D’après une enquête menée auprès de 1 000 jeunes Belges à la demande de l’Autorité des services et marchés financiers (FSMA), les 18-25 ans souhaitent en apprendre davantage sur la gestion de l’argent à l’école. Or les jeunes ne sont véritablement confrontés aux questions fiscales qu’après avoir quitté l’école. De plus, en Belgique, l’investissement en actions n’est autorisé qu’à partir de 18 ans.
Une fois entrés sur le marché du travail, les jeunes adultes perdent le lien avec l’enseignement formel, et les connaissances financières qu’ils y avaient acquises s’estompent progressivement si elles ne sont ni pratiquées ni actualisées. « L’école pose des bases, mais cela reste très insuffisant », estime Els Lagrou, ancienne collaboratrice de la FSMA et de l’OCDE, aujourd’hui cofondatrice de Dagelijks Geld.
Un mal caché chez les salariés les mieux payés
Contrairement aux idées reçues, ce ne sont pas uniquement les travailleurs à faibles revenus qui rencontrent des difficultés financières. « La majorité des salariés ayant du mal à joindre les deux bouts se situent plutôt dans la tranche supérieure des revenus », affirme Els Lagrou.
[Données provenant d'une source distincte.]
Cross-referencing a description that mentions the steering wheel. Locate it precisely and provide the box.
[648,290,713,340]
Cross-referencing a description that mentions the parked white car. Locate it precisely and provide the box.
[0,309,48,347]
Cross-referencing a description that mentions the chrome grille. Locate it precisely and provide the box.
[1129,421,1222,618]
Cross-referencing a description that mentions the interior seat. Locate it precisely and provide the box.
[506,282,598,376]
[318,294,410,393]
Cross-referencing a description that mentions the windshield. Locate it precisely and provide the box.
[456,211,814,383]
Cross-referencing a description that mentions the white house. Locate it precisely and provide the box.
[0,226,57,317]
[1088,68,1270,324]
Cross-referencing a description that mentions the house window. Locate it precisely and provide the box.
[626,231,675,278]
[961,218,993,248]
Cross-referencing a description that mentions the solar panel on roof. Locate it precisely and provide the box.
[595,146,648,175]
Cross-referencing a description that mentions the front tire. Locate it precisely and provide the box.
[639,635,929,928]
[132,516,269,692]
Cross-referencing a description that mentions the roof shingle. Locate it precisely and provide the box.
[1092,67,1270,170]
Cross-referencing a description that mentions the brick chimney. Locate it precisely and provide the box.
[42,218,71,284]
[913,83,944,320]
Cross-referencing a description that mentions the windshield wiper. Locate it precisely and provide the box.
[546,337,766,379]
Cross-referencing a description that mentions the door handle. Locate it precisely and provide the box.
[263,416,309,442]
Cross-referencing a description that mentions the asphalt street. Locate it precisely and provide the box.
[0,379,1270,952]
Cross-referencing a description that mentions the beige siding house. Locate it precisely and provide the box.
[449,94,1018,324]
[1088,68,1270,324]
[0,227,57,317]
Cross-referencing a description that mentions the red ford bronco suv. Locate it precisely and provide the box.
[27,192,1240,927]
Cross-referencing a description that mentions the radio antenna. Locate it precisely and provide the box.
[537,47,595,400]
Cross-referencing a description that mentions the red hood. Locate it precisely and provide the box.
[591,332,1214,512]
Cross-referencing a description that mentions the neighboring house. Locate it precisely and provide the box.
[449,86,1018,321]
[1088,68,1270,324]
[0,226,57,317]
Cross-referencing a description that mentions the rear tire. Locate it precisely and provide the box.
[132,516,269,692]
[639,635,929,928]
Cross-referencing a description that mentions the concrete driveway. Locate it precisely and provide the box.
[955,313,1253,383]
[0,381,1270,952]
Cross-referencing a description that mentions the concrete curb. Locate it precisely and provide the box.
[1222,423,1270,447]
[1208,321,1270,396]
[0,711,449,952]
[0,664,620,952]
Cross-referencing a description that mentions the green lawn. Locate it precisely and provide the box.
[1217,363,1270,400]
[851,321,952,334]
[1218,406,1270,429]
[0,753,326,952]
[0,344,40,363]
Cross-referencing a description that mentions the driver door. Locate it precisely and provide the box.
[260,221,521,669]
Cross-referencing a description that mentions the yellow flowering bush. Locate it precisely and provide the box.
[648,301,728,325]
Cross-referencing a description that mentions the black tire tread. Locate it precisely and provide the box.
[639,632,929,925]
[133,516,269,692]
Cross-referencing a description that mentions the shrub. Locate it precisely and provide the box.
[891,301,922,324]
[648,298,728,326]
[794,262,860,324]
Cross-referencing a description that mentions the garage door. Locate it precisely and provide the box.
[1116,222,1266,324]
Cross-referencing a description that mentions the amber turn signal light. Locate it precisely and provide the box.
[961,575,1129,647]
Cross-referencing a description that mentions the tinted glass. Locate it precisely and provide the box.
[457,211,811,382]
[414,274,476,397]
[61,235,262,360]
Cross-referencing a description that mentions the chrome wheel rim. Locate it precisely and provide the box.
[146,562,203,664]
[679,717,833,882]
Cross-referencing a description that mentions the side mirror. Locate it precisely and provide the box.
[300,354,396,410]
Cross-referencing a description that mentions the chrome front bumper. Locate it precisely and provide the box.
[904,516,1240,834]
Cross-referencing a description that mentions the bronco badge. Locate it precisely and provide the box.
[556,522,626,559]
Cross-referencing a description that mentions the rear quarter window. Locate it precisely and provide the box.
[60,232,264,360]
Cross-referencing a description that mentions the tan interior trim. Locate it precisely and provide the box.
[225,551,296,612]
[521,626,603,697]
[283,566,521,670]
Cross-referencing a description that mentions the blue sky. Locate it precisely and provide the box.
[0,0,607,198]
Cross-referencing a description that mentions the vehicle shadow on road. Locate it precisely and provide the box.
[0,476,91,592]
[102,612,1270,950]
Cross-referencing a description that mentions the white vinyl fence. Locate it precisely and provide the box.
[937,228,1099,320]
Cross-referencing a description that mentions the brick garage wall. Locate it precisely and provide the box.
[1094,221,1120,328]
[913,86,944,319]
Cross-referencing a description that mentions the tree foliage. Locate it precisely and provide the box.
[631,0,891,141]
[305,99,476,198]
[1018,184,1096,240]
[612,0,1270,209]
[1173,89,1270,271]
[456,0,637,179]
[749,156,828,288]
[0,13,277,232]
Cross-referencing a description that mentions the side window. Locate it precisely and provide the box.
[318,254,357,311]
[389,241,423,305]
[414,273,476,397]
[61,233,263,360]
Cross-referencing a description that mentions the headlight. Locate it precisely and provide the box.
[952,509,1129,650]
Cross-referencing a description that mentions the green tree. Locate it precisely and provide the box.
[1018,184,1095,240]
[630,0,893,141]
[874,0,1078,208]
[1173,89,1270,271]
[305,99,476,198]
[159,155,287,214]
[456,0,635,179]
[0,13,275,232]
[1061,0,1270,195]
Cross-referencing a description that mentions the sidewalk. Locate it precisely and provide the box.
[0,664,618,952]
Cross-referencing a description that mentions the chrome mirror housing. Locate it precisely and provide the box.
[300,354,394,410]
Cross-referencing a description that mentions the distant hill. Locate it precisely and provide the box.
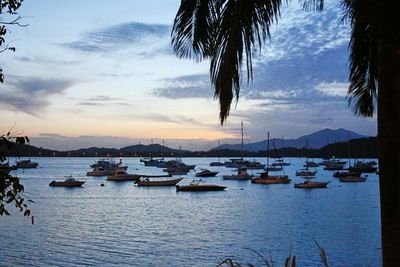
[211,128,367,152]
[120,144,182,153]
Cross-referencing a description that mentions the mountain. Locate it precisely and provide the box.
[211,128,366,152]
[120,144,186,154]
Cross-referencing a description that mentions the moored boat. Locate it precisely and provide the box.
[176,180,226,192]
[135,177,183,186]
[251,172,291,184]
[107,169,141,182]
[15,159,39,169]
[195,170,218,177]
[294,181,329,189]
[339,176,367,183]
[222,167,252,180]
[333,171,361,178]
[49,176,85,187]
[296,169,317,178]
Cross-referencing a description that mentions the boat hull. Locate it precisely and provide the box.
[49,181,85,187]
[222,175,251,181]
[195,172,218,177]
[339,176,367,183]
[136,178,183,186]
[294,182,329,189]
[251,177,291,184]
[176,185,226,192]
[107,174,141,182]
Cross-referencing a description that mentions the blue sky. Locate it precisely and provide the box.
[0,0,376,149]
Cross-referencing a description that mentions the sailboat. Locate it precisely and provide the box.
[251,132,291,184]
[210,140,225,166]
[296,139,317,178]
[225,121,265,170]
[333,133,367,183]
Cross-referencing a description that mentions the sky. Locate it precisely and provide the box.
[0,0,376,150]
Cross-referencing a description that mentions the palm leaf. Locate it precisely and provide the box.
[171,0,215,61]
[210,0,281,124]
[343,0,378,117]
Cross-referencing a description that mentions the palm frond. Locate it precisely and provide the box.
[343,0,378,117]
[300,0,324,11]
[210,0,281,124]
[171,0,216,61]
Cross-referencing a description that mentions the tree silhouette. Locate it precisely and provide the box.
[171,0,400,266]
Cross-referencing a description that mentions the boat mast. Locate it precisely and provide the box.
[306,138,308,171]
[241,121,244,162]
[218,140,221,163]
[267,132,269,170]
[347,132,351,168]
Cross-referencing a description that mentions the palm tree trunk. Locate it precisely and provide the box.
[378,40,400,266]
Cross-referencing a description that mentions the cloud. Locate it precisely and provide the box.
[151,74,214,99]
[15,56,79,65]
[72,95,129,106]
[0,75,74,116]
[315,82,349,97]
[62,22,171,55]
[133,113,214,127]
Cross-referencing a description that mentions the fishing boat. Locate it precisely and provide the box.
[264,165,283,172]
[176,179,226,192]
[251,172,291,184]
[294,181,329,189]
[225,122,265,170]
[135,177,183,186]
[163,166,191,175]
[86,167,126,177]
[49,176,85,187]
[303,161,319,168]
[324,163,344,171]
[15,159,39,169]
[0,162,17,174]
[349,162,378,173]
[107,169,141,181]
[90,158,128,170]
[251,132,291,184]
[339,176,367,183]
[210,140,225,166]
[333,171,361,178]
[271,158,290,166]
[222,167,252,180]
[195,170,218,177]
[296,139,317,179]
[140,157,164,167]
[210,161,225,166]
[296,168,317,178]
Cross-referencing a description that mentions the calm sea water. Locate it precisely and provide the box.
[0,158,381,266]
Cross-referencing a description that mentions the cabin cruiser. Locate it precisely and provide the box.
[195,170,218,177]
[49,176,85,187]
[222,167,252,180]
[15,159,39,169]
[176,179,226,192]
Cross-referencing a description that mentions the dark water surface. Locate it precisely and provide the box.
[0,158,381,266]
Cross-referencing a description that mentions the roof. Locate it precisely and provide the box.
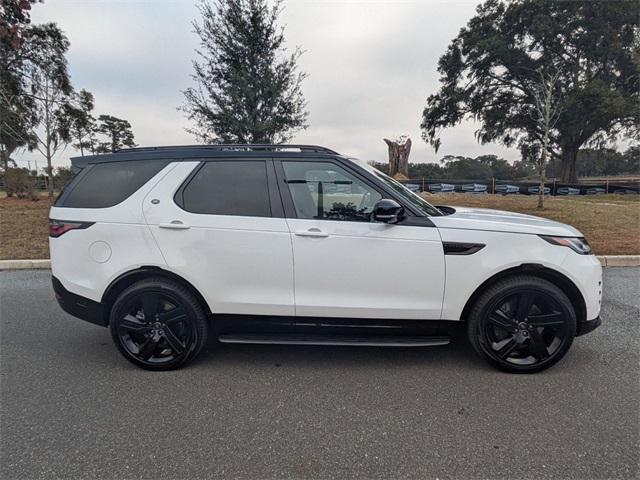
[71,144,339,169]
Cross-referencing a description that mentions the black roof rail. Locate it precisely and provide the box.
[115,143,339,155]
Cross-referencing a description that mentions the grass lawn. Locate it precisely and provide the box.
[0,193,640,260]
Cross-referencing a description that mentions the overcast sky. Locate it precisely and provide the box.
[16,0,519,168]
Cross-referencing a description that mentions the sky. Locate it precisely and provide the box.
[16,0,519,168]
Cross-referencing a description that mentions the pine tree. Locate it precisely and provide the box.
[182,0,308,143]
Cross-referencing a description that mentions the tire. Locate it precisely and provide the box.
[467,275,576,373]
[109,277,208,370]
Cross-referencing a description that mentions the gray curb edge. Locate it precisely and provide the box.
[0,255,640,271]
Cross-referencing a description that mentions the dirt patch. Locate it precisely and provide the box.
[0,197,51,260]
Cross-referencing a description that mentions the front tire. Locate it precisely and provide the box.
[109,278,208,370]
[468,275,576,373]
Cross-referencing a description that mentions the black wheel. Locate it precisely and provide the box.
[468,275,576,373]
[109,278,208,370]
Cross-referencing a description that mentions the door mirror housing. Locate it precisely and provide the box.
[373,198,404,224]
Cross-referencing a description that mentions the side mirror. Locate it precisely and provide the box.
[373,198,404,223]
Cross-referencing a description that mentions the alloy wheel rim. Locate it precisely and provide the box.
[480,290,568,367]
[117,291,196,365]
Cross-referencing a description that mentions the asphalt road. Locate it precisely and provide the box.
[0,268,640,479]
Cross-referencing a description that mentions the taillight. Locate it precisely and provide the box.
[49,219,94,238]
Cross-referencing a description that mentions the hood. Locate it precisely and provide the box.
[430,207,583,237]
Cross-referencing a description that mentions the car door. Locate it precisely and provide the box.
[144,158,294,316]
[276,159,444,319]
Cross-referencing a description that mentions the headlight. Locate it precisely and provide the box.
[540,235,593,255]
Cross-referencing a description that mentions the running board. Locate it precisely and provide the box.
[218,334,450,347]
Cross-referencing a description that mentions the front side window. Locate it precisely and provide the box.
[282,161,382,222]
[182,160,271,217]
[350,158,442,217]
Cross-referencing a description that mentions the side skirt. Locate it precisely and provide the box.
[213,315,463,347]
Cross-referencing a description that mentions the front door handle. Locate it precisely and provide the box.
[158,220,191,230]
[294,227,329,238]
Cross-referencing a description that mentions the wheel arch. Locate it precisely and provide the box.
[460,263,587,325]
[102,265,211,319]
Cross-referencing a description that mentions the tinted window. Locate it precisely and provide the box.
[282,162,382,222]
[56,160,169,208]
[182,160,271,217]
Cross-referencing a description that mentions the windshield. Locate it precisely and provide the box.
[349,158,442,217]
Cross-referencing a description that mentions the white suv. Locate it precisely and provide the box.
[50,145,602,373]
Cette observation s’appuie sur une étude menée par les économistes de l’Université de Louvain, Laurens Cherchye, Bram De Rock et Frederic Vermeulen. Ils constatent que 80 % des ménages belges vivant d’un salaire à l’autre appartiennent aux catégories de revenus élevés. Ces foyers, malgré des actifs importants – 75 % d’entre eux possèdent des biens immobiliers – se retrouvent souvent sans liquidités à la fin du mois.

Selon Els Lagrou, ce manque de maîtrise financière trouve son origine dans l’ignorance de certains mécanismes fondamentaux. « Cela commence dès la fiche de paie : peu de salariés comprennent les informations qui y figurent, encore moins sont capables de vérifier leur exactitude. Et pour ceux qui sont diplômés, il est parfois difficile d’admettre qu’ils ne comprennent pas tout et d’oser poser des questions au service des ressources humaines », explique-t-elle.
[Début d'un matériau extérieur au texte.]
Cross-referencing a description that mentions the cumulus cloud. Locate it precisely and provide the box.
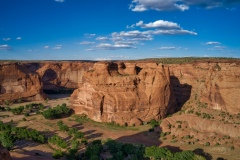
[85,48,96,51]
[206,42,221,45]
[3,38,11,41]
[16,37,22,40]
[136,20,180,29]
[129,0,240,12]
[112,30,153,41]
[159,47,177,50]
[53,44,62,50]
[96,43,136,50]
[126,24,135,29]
[144,29,197,35]
[0,44,11,50]
[79,41,95,45]
[95,58,111,61]
[96,36,109,41]
[84,33,96,38]
[55,0,65,3]
[129,0,189,12]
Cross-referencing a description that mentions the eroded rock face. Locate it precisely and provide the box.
[168,61,240,114]
[36,62,94,90]
[71,62,176,125]
[0,63,44,103]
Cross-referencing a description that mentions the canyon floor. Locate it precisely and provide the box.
[0,95,240,160]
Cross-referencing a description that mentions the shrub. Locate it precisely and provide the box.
[150,119,159,128]
[205,142,210,146]
[43,103,70,119]
[52,150,63,159]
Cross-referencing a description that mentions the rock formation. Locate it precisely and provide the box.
[71,62,176,125]
[168,61,240,114]
[0,63,44,103]
[0,60,240,121]
[36,62,94,90]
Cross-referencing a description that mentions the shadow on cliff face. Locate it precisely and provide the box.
[170,76,192,111]
[41,69,75,96]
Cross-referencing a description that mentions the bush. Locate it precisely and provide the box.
[205,142,210,146]
[43,103,70,119]
[148,128,154,132]
[150,119,159,128]
[11,106,24,115]
[52,150,63,159]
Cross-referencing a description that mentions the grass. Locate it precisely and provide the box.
[72,115,142,131]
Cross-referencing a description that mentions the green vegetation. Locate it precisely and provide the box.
[0,121,46,149]
[42,103,70,119]
[11,106,24,115]
[80,139,205,160]
[143,57,239,64]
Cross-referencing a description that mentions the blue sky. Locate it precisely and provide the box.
[0,0,240,60]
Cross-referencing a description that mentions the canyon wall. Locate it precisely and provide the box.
[36,62,94,90]
[0,63,44,103]
[0,62,93,104]
[168,61,240,114]
[0,60,240,122]
[71,62,176,125]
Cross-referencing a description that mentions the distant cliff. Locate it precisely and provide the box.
[72,62,176,125]
[0,60,240,125]
[168,61,240,114]
[0,63,44,103]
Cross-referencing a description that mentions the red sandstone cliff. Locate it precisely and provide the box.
[36,62,94,90]
[72,62,175,125]
[0,63,44,103]
[168,61,240,113]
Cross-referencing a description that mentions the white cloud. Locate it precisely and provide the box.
[16,37,22,40]
[129,0,240,12]
[3,38,11,41]
[144,29,197,35]
[79,41,95,45]
[84,33,96,38]
[53,44,62,50]
[96,36,109,41]
[95,58,111,61]
[206,42,221,45]
[130,0,189,12]
[160,47,177,50]
[0,44,11,50]
[96,43,136,50]
[28,49,39,52]
[85,48,96,51]
[136,20,180,29]
[55,0,65,3]
[112,30,153,41]
[126,24,135,29]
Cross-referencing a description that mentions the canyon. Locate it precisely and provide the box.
[0,60,240,125]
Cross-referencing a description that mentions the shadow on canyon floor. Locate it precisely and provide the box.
[116,127,162,146]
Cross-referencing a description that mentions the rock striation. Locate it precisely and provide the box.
[71,62,176,125]
[0,63,44,103]
[36,62,94,90]
[168,61,240,114]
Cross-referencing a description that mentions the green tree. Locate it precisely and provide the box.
[144,146,173,160]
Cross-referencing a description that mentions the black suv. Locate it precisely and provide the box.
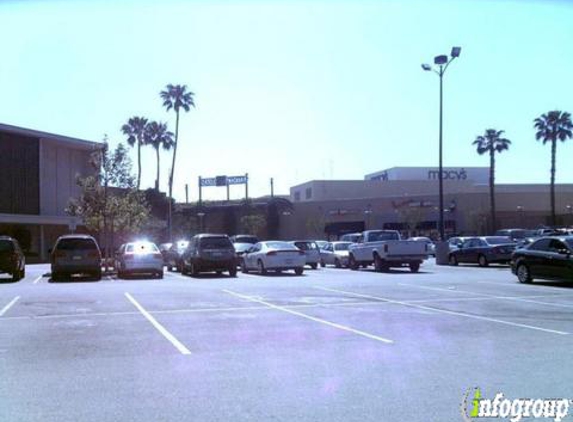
[181,234,237,277]
[0,236,26,281]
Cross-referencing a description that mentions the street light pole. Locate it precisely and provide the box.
[422,47,462,241]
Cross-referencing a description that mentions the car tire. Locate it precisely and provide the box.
[515,264,533,284]
[409,262,420,273]
[374,254,389,273]
[348,255,359,271]
[257,259,267,275]
[478,255,489,267]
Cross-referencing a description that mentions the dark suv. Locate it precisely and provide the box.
[181,234,237,277]
[51,234,101,281]
[0,236,26,281]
Les entreprises sous-estiment l’ampleur du problème
Une enquête menée par SD Worx auprès de 731 dirigeants de PME révèle qu’environ un salarié sur cinq rencontre des problèmes financiers. Ces difficultés deviennent visibles lorsque les employés demandent des avances sur salaire, des augmentations ou s’inquiètent de la date de versement de leur rémunération. Certains multiplient les heures supplémentaires, tandis que d’autres commettent davantage d’erreurs au travail.
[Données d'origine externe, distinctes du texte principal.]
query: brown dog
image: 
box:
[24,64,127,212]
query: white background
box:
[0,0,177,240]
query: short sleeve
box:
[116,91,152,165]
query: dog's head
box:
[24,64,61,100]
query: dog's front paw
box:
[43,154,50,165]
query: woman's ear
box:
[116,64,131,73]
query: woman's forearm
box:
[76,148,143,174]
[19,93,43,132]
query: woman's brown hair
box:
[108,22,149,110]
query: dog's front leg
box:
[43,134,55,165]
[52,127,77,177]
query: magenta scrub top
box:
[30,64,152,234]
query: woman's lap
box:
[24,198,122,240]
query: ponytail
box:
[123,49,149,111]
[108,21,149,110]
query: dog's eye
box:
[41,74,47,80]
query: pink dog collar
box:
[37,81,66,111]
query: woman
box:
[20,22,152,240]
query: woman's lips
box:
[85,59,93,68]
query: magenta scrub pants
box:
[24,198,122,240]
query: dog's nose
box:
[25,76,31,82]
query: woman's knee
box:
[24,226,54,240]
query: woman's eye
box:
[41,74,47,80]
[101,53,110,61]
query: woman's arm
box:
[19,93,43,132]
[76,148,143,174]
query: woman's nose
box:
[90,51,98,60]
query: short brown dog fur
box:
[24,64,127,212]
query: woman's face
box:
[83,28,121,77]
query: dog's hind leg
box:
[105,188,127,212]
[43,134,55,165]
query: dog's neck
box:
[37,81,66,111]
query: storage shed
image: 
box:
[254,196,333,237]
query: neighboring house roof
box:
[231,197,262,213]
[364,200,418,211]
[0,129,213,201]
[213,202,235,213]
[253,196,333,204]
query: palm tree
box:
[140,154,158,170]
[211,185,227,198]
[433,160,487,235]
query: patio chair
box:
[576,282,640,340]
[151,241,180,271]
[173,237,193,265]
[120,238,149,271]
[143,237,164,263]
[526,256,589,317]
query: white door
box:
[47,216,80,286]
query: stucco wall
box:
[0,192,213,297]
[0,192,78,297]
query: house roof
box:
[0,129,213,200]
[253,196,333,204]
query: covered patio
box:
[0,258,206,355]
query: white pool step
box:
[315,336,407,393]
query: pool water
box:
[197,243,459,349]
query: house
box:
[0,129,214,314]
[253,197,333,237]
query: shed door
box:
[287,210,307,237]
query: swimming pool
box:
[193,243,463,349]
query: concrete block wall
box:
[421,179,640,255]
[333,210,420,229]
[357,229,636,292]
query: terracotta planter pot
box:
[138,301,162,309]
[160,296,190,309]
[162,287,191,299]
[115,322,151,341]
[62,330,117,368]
Un dirigeant de PME sur dix estime que le stress financier détériore l’ambiance de travail et réduit la productivité. Pourtant, la majorité des employeurs considèrent qu’ils disposent de peu de leviers pour intervenir. Pour Els Lagrou, il existe cependant une marge d’action : « Les employeurs investissent déjà beaucoup dans le bien-être de leurs salariés, car ils savent qu’un employé heureux est plus performant. Il serait simple d’ajouter un volet consacré au bien-être financier. »
Des erreurs coûteuses
Des erreurs sur les fiches de paie peuvent aussi passer inaperçues, avec des conséquences financières directes pour les salariés. Par exemple, un lecteur du magazine Trends a récemment découvert que son employeur lui imputait à tort une contribution personnelle pour un téléphone professionnel. Bien qu’il ait choisi d’utiliser son propre appareil lors de son embauche, l’erreur n’a jamais été corrigée, et il a injustement payé une retenue sur son salaire ainsi qu’un précompte professionnel sur cet avantage en nature.
L’éducation financière : un investissement stratégique pour les entreprises
Pour Els Lagrou, l’éducation financière en entreprise est une mesure préventive essentielle. Il ne s’agit pas seulement d’aider les employés déjà en difficulté, mais d’éviter qu’ils ne se retrouvent dans cette situation.
Des études montrent que le stress financier a des répercussions concrètes sur la santé et la performance des salariés. Une enquête révèle ainsi que les travailleurs soumis à une forte pression financière dorment moins bien (29 %), adoptent des habitudes alimentaires moins saines (25 %), constatent une dégradation de leur santé générale (21 %) et voient leurs performances professionnelles diminuer (14 %). Au Royaume-Uni, le coût de la perte de productivité liée au stress financier est estimé à plusieurs milliards de livres sterling par an.
Des populations particulièrement vulnérables
En Belgique, environ 5 % des travailleurs vivent sous le seuil de pauvreté, selon les indicateurs du Bureau fédéral du Plan. Les jeunes de 18 à 24 ans sont particulièrement exposés : 10 % des travailleurs de cette tranche d’âge sont considérés comme pauvres. Ce taux varie également en fonction des régions : il atteint 9,6 % dans la Région de Bruxelles-Capitale, contre 5 % en Wallonie et 3,7 % en Flandre.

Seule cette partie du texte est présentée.